A medicina veterinária sistêmica vem nos mostrar que nossos animais não são seres isolados: eles fazem parte do mesmo campo emocional e energético no qual vivemos. Isso significa que sintomas como alergias recorrentes, problemas digestivos, alterações de comportamento ou até uma tristeza repentina podem ser muito mais do que questões clínicas individuais. Em alguns casos, esses sinais representam uma forma silenciosa de comunicação, um “recado do sistema familiar” que o pet transmite.
Latidos excessivos, lambedura compulsiva, micção fora do lugar ou agressividade inesperada não são apenas comportamentos indesejados. Eles podem ser expressões simbólicas de algo que acontece ao redor. É como se o animal estivesse dizendo: “Olhe para mim, há algo aqui que precisa de atenção.”
Esse olhar mais amplo não substitui os cuidados médicos convencionais — afinal, os exames e tratamentos veterinários são fundamentais. Mas abre espaço para enxergarmos que muitas vezes o corpo do pet fala aquilo que a família ainda não conseguiu verbalizar.
Os animais compartilham conosco momentos de alegria, de descanso e de afeto. Mas eles também absorvem nossas tensões, medos e ansiedades. Estudos em etologia e comportamento animal já demonstraram que cães e gatos conseguem perceber alterações emocionais de seus tutores apenas pela postura, pelo tom de voz ou até pelo cheiro liberado em situações de estresse.
Essa conexão invisível faz parte do que chamamos de sistema relacional. Dentro dele, cada membro ocupa um lugar: pais, filhos, avós… e sim, também os pets. Quando esse sistema entra em desequilíbrio, os animais muitas vezes expressam no corpo ou na conduta o que está desajustado no convívio familiar.
Observar o comportamento de seu pet com sensibilidade é um convite a olhar também para dentro de si e de sua casa.
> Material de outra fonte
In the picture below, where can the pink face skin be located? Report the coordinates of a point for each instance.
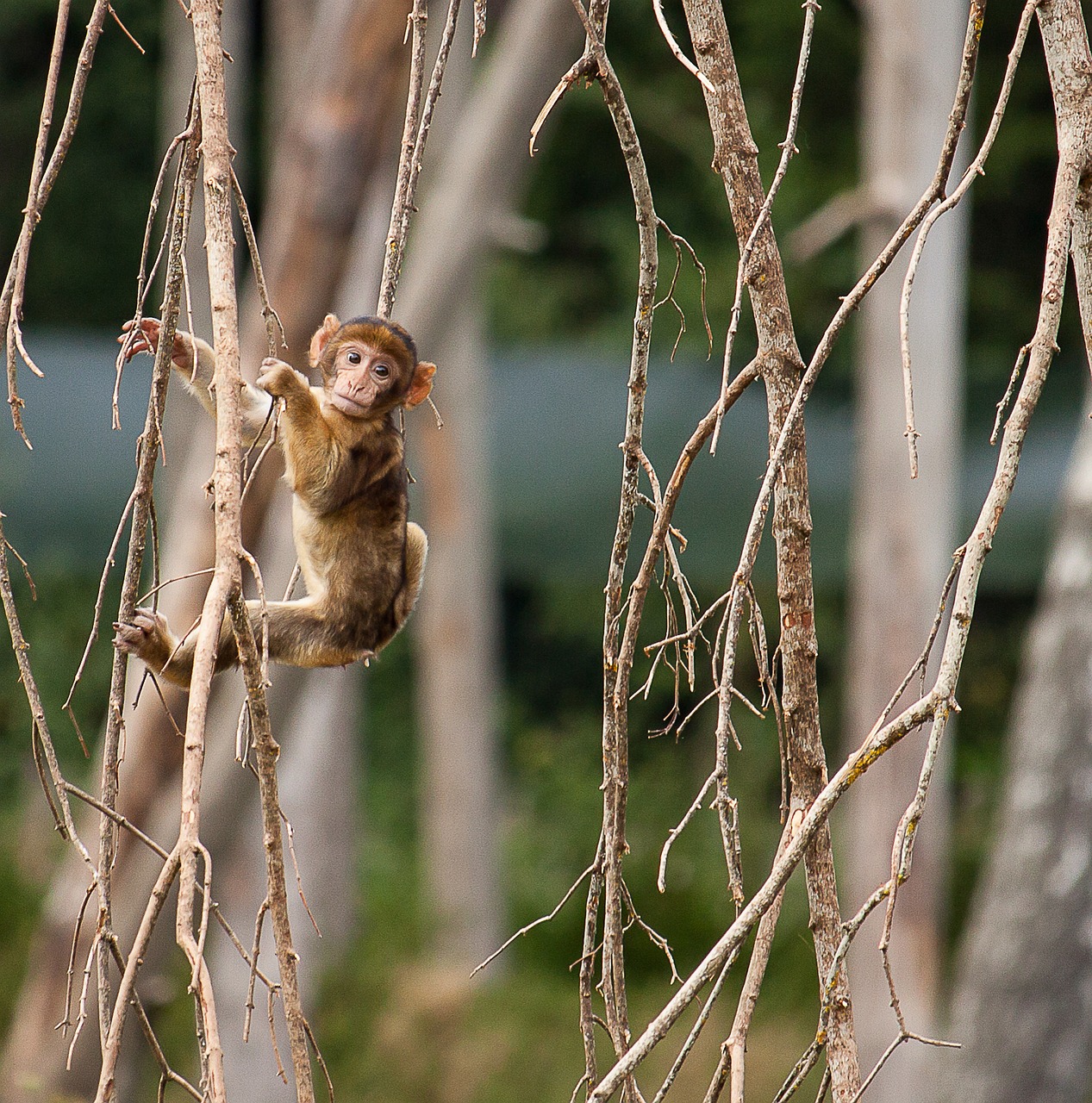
(362, 378)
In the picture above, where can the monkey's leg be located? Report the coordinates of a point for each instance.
(303, 633)
(416, 554)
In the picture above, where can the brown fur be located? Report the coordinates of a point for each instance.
(361, 559)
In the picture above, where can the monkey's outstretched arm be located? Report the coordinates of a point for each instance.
(196, 362)
(311, 453)
(299, 635)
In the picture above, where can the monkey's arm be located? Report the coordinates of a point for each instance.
(311, 453)
(298, 637)
(196, 362)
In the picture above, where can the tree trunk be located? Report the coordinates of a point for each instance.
(477, 181)
(903, 530)
(1023, 1005)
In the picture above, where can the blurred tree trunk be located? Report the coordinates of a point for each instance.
(1023, 1008)
(903, 531)
(1023, 1003)
(468, 209)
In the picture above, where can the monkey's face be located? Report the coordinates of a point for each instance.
(365, 381)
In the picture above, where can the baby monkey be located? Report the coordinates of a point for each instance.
(359, 558)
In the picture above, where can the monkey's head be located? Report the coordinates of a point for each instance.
(370, 366)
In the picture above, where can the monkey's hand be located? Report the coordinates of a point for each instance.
(281, 379)
(146, 339)
(147, 637)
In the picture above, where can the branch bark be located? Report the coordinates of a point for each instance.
(736, 160)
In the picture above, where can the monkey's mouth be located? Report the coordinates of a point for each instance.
(349, 406)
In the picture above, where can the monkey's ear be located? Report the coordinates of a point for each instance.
(421, 385)
(322, 334)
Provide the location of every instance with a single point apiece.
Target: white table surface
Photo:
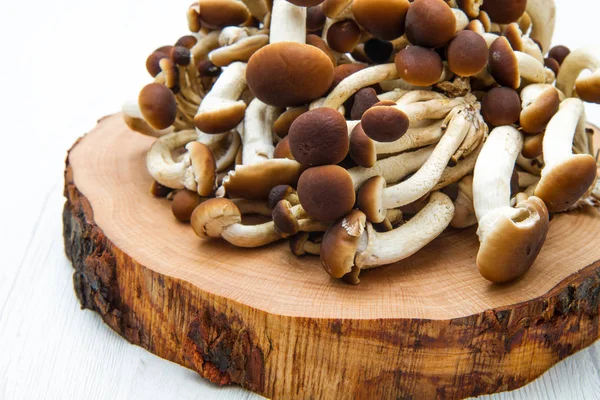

O que esse sintoma ou atitude pode estar revelando? O que, em silêncio, precisa de atenção?
A medicina veterinária sistêmica convida tutores a se aproximarem de seus animais não apenas como cuidadores, mas como ouvintes atentos de uma linguagem diferente. Uma linguagem feita de gestos, sintomas e comportamentos, que aponta para o laço profundo entre humanos e animais.
Ao buscar ajuda para o seu pet, lembre-se: cuidar dele é também cuidar de si mesmo. Muitas vezes, quando o tutor encontra equilíbrio, o animal melhora. É como se ambos compartilhassem o mesmo espaço de cura.
Seu pet também é parte do sistema ao qual você pertence. E, assim como você, ele precisa ser visto, respeitado e acolhido. Quando olhamos para nossos animais com esse entendimento, descobrimos que eles não apenas convivem conosco — eles nos ajudam a reconhecer e transformar aquilo que ainda pede atenção em nossas vidas.